What happens to enforcement when the award is challenged at its seat? Article V(1)(e) and Article VI give the ADGM Courts a calibrated answer — and one of international arbitration’s most debated questions.
Not yet binding
Article V(1)(e) allows refusal where the award has not yet become binding on the parties, or has been set aside or suspended by a competent authority of the country in which, or under the law of which, it was made. “Binding” is read in the Convention's own, autonomous sense: an award is binding once it is no longer open to ordinary recourse on the merits, and the losing party cannot delay enforcement merely by lodging a challenge at the seat.
Set aside or suspended
Where an award has actually been annulled at the seat, the respondent has a Convention ground to resist. But the word in Article V is “may”, not “must” — the Convention leaves a residual discretion, and courts in several jurisdictions have, in narrow circumstances, enforced awards annulled abroad.
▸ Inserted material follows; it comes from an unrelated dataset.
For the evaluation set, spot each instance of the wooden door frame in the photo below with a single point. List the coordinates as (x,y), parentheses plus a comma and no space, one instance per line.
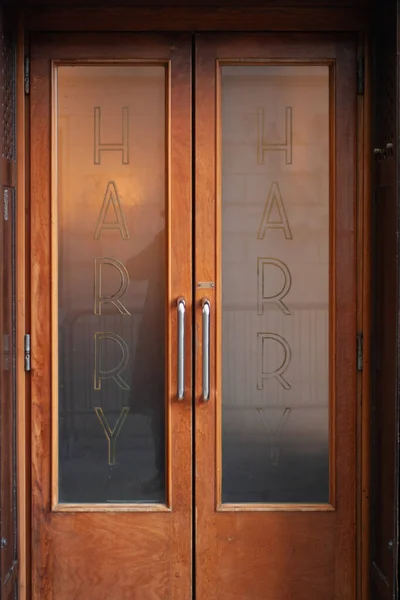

This is one of the field's genuinely unsettled questions; a common-law forum such as the ADGM is well placed to weigh it carefully rather than treat annulment as automatically decisive.
A challenge at the seat is not a stay by default — and even annulment is a discretion, not an on-switch.
The Article VI stay
Where a set-aside application is pending at the seat, Article VI lets the enforcing court adjourn its decision if it considers it proper, and — on the creditor's application — order the respondent to give suitable security. This is the balancing valve: it allows the ADGM Courts to hold the ring pending the seat's decision without letting a tactical annulment application become a cost-free means of delay.
Strategy around a challenge
For the creditor, security is the answer to delay: press for an order under Article VI so that time bought at the seat is not time in which assets disappear. For the respondent, a set-aside application must be real and diligently pursued; a Convention court will not reward a challenge lodged only to stall.
Key instruments: New York Convention 1958 (Articles V(1)(e) and VI); UNCITRAL Model Law; ADGM Arbitration Regulations 2015. General information, not legal advice.